Frequently Asked Questions
What does CES measure?
CES measures how easy or difficult it was for a customer to accomplish a specific task. It captures the friction in your customer experience, which research shows is a strong predictor of loyalty and churn. This is a common area of focus for customer success teams working to improve their approach to CES (Customer Effort Score).
How is CES different from CSAT and NPS?
CES measures effort (was this easy?). CSAT measures satisfaction (were you happy?). NPS measures loyalty (would you recommend us?). CES is the most tactical of the three, focused on specific process friction. This is a common area of focus for customer success teams working to improve their approach to CES (Customer Effort Score).
What is a good CES score?
On a 1-7 scale, an average CES above 5.5 indicates low-effort experiences. Below 4.0 signals significant friction. The goal is for the vast majority of customers to rate their experience as easy (6-7). This is a common area of focus for customer success teams working to improve their approach to CES (Customer Effort Score).
What tools help with CES (Customer Effort Score)?
Several platforms support CES (Customer Effort Score) workflows, including tools reviewed on The CS Pulse. The right choice depends on your team size, budget, and existing tech stack. Most teams start with the tools they already have and add specialized solutions as their CES (Customer Effort Score) practice matures.
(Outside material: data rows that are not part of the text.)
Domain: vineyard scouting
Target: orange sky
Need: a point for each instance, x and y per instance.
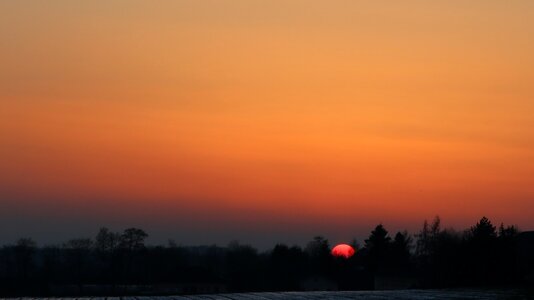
(321, 116)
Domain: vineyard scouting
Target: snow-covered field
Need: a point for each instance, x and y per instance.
(343, 295)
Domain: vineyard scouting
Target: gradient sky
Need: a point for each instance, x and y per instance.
(263, 121)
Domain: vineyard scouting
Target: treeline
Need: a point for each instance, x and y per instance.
(482, 255)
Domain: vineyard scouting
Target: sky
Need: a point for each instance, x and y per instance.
(263, 121)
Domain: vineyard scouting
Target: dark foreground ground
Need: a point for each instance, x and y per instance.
(344, 295)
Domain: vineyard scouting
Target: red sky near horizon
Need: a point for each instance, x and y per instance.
(265, 115)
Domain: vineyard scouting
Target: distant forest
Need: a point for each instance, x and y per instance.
(119, 263)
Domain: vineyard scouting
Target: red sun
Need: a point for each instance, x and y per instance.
(343, 250)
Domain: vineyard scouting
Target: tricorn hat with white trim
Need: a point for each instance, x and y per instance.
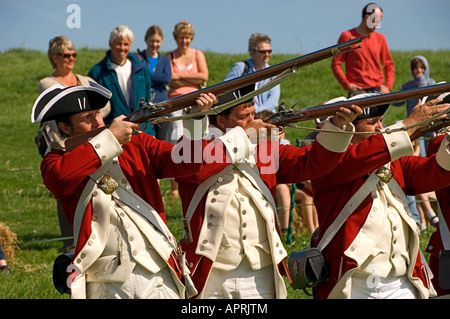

How does CES (Customer Effort Score) affect career growth?
Professionals who develop expertise in CES (Customer Effort Score) are well-positioned for advancement in customer success. This skill is increasingly valued as organizations invest more in their go-to-market operations. Practitioners with a track record of executing CES (Customer Effort Score) initiatives often move into senior and leadership roles faster than peers who lack this experience.